Share with your CHRO
HR leaders at Cyient and EXL are betting that skills, not tenure or job titles, are the new unit of workforce value, and they’re rebuilding talent infrastructure around that premise. At the ET Nextech Human Capital India Summit, Kavita Kurup of Cyient described a three-tier skills framework refreshed every six months, while Rakesh Kumar of EXL outlined a phased AI adoption model moving employees from experimentation to deployment. Workday India’s presence grounded the conversation in platform execution.
What this means for your business
The companies furthest along this path share one structural trait: they’ve made skills visible as an enterprise asset, not just an HR record. Cyient’s approach of mapping every employee across expert, intermediate, and horizon skills every six months is essentially running a continuous talent audit that feeds directly into workforce deployment decisions. If your organization still treats the skills inventory as a one-time onboarding exercise or a checkbox in a performance system, you’re not competing on the same playing field, and AI-driven workforce analytics will expose that gap faster than any annual review cycle would.
The EXL framing on AI literacy versus AI engineering is the more practically useful distinction in this piece. Most enterprise AI rollouts stall not because the tools are wrong but because employees are handed a deployment before they’ve ever experimented freely with the technology. EXL’s “AI playground” model, structured across experience, experimentation, and deployment phases, is a forcing function for building genuine capability rather than surface compliance. The organizations that skip the playground phase and go straight to mandated workflows will hit the same wall every time, adoption metrics that look fine until the moment productivity is actually measured.
The ROI pressure Kurup flagged is the leading indicator worth watching. When boards start demanding measurable returns from skills infrastructure, the vendor conversation shifts from “does it integrate” to “can you prove it changed a business outcome.” CHROs who’ve built skills frameworks primarily for talent branding rather than workforce deployment will find that distinction costly when the CFO comes asking. The budget you’ve already committed to a workforce platform is worth reconsidering not on vendor terms but on whether it can surface skills data in a form operations and finance will actually act on.

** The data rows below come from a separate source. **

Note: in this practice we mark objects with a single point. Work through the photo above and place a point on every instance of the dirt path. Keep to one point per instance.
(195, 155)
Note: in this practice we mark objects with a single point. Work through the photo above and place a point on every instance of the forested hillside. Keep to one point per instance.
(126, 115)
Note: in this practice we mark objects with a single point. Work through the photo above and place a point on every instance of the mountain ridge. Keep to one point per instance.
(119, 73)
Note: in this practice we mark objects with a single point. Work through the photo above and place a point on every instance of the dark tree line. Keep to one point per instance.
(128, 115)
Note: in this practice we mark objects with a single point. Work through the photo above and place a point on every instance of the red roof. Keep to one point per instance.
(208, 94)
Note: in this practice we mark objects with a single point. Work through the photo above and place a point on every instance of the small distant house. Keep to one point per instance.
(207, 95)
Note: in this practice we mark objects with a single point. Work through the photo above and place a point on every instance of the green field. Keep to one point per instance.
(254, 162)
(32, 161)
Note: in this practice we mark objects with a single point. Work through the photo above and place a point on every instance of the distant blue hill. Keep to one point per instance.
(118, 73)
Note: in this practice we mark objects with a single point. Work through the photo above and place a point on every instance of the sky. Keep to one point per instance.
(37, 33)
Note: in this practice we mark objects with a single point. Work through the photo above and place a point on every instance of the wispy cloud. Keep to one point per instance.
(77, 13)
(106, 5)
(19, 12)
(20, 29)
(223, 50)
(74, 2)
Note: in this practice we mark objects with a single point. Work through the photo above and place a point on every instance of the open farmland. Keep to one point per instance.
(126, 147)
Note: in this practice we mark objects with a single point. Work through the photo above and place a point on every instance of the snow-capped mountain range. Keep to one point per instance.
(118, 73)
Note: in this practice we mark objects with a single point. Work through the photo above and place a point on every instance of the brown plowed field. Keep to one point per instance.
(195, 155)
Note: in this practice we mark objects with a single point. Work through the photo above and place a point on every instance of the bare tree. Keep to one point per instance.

Concept deep-dive: Skills-based organization
A skills-based organization structures hiring, deployment, and development around what people can demonstrably do, rather than the roles they’ve held or the years they’ve accumulated. Think of it as replacing a job ladder with a capability map, where an employee’s value is defined by a living profile of verified competencies rather than a static title. The business case is workforce agility: when skills are visible and portable across functions, redeployment becomes faster than external hiring and internal mobility becomes a cost lever, not just an engagement perk.